Um eine sichere Diagnose stellen zu können, werden spezifische Hormontests durchgeführt. Am verläßlichsten ist der Dexamethason-Suppressionstest, welcher den Effekt des Cortisol-ähnlichen Dexamethasons auf die Cortisolkonzentration im Blut erhebt. Dexamethason blockiert die Sekretion des Hormons ACTH durch die gesunde Hirnanhangdrüse und reduziert deutlich den Cortisolgehalt im Blut. Im Falle von Cushing ist Dexamethason dazu nicht in der Lage. Weiters kann die ACTHKonzentration im Blut erhoben werden. Liegt sie über dem Normalwert, kann auf Cushing geschlossen werden. Nachteil für den Tierarzt ist hier, da die entnommene Blutprobe sofort nach der Entnahme bearbeitet werden sollte, um falsch negative Ergebnisse zu vermeiden – was praktisch nicht durchführbar ist, wenn das Pferd sich nicht an einer Klinik befindet. Ebenfalls ein Nachteil: der Test ist nur im positiven Falle beweisend, ein Cushing kann also mit einem negativem Testergebnis nicht sicher ausgeschlossen werden. Hier der Vorteil: Auch Pferde mit hochakuter Hufrehe können gefahrlos getestet werden. Da hohe Cortisolkonzentrationen im Blut häufig zu erhöhten Insulinwerten führen, (Symptom Diabetes – übermäßiges Trinken, Urinieren!), sollte zusätzlich bei Cushing-Verdacht auch der Blutzuckergehalt untersucht werden. Sämtliche Tests werden an der Klinik für Interne Medizin und Seuchenlehre der Veterinärmedizinischen Universität schnell und kostengünstig durchgeführt.

Therapie

Die derzeit zur Verfügung stehenden Medikamente können zwar das Adenom nicht beseitigen, jedoch in den meisten Fällen die oft schmerzhaften Symptome. Wird ECS frühzeitig erkannt, hat man mit etwas Glück in kurzer Zeit wieder ein beschwerdefreies, voll einsetzbares Pferd.
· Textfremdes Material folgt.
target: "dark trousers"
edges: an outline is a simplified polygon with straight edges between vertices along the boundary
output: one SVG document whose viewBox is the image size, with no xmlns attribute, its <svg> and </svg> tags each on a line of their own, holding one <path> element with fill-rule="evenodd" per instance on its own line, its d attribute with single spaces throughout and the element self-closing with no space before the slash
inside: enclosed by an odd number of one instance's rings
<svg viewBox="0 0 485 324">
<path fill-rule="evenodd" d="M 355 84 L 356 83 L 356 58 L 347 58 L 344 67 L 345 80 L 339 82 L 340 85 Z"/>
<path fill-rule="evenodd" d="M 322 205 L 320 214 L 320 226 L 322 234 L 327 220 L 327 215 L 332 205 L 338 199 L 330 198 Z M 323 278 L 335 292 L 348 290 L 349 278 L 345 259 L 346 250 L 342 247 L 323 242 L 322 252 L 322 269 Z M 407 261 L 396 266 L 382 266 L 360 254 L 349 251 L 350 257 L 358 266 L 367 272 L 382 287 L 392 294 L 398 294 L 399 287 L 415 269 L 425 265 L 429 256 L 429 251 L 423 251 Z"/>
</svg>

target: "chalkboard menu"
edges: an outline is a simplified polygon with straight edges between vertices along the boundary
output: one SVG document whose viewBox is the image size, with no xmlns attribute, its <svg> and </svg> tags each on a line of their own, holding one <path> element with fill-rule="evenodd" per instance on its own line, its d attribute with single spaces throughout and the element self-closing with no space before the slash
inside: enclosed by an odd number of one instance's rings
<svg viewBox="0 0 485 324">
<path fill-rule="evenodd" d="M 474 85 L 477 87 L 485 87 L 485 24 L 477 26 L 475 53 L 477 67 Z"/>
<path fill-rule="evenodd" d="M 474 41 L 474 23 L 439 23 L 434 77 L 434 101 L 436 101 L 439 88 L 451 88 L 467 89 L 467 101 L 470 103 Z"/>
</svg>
Das verwendete Medikament darf bei Besserung nicht abgesetzt werden und muss lebenslang, in der Regel morgens, zugefüttert werden. An erster Stelle hinsichtlich Wirksamkeit steht mit Sicherheit Pergolidmesilat (Permax®), ein Medikament, das in der Humanmedizin zur Therapie von Parkinson angewandt wird. Eine exakte Aussage über die genaue Dosierung kann jedoch nicht getroffen werden, sie variiert von Pferd zu Pferd und muss individuell unter tierärztlicher Aufsicht ermittelt werden. Die eingangs zitierte Stute wurde erfolgreich mit Pergolidmesilat behandelt, erste Erfolge waren nach etwa drei Wochen zu sehen, nach zwei Monaten waren die Fettpolster oberhalb der Augenlider verschwunden und der Fellwechsel ziemlich erfolgreich abgeschlossen. Auch Cyproheptadin (Periactin ®) kommt häufig zur Anwendung. Es handelt sich hier um einen Serotonin-Blocker, der ebenfalls in Tablettenform verabreicht wird. Cyproheptadin ist in 75–80 % der Fälle wirksam. Als neue Hoffnung gilt derzeit Trilostan, das bislang zur Cushing-Behandlung bei Hunden diente. Im Rahmen einer britischen Studie konnte gezeigt werden, daß Trilostan nebenwirkungsfrei nicht nur Symptome reduziert, sondern auch den Blut-Cortisolgehalt normalisiert. Alternativ werden neuerdings Mönchspfefferpräparate (Vitex agnus castus), Alfalfa (Medicago sativa) oder homöopathische Wirkstoffe vorgeschlagen. Da es sich bei Cushing um eine Tumor- bedingte massive Störung des Cortisolstoffwechsels handelt und die Wirkung dieser Therapieformen bislang nicht belegt werden konnte bzw. sogar widerlegt wurde, sollten Alternativmethoden eher unterstützende denn ausschließliche Anwendung finden.

Unterstützung

ECS kann behandelt, aber nicht geheilt werden. Wie man dem Pferd zusätzlich helfen kann, zeigt die folgende Zusammenstellung:

  • Stress unbedingt vermeiden. Der allgemeine Hormonstatus vieler Cushing-Pferde belegt den stark erhöhten Stress, unter dem diese Pferde stehen bieten Sie dem Pferd einen sicheren, angenehmen und vertrauten Lebensraum in seiner gewohnten Umgebung (kein Boxen-, Koppel-, oder Ortswechsel)
  • ausreichendes Futter- und Wasserangebot an immer demselben Ort
  • gegebenenfalls Fell im Sommer abscheren, bei Kälte eindecken
  • häufig putzen, um Hautkrankheiten zu vermeiden
  • Hufe in gutem Zustand halten
  • Zähne regelmäßig prüfen lassen
  • Pferd nicht der Aggression anderer Pferde aussetzen
  • Kontakt mit fremden Pferden vermeiden
  • regelmäßig entwurmen (alle 45 Tage)
  • Fütterung anpassen, d. h. Vitaminmehrversorgung, Reheprophylaxe (wenig Kraftfutter, vor allem Mais und Gerste vermeiden, begrenzter Weidegang, hier vor allem das frisch sprießende Gras vermeiden).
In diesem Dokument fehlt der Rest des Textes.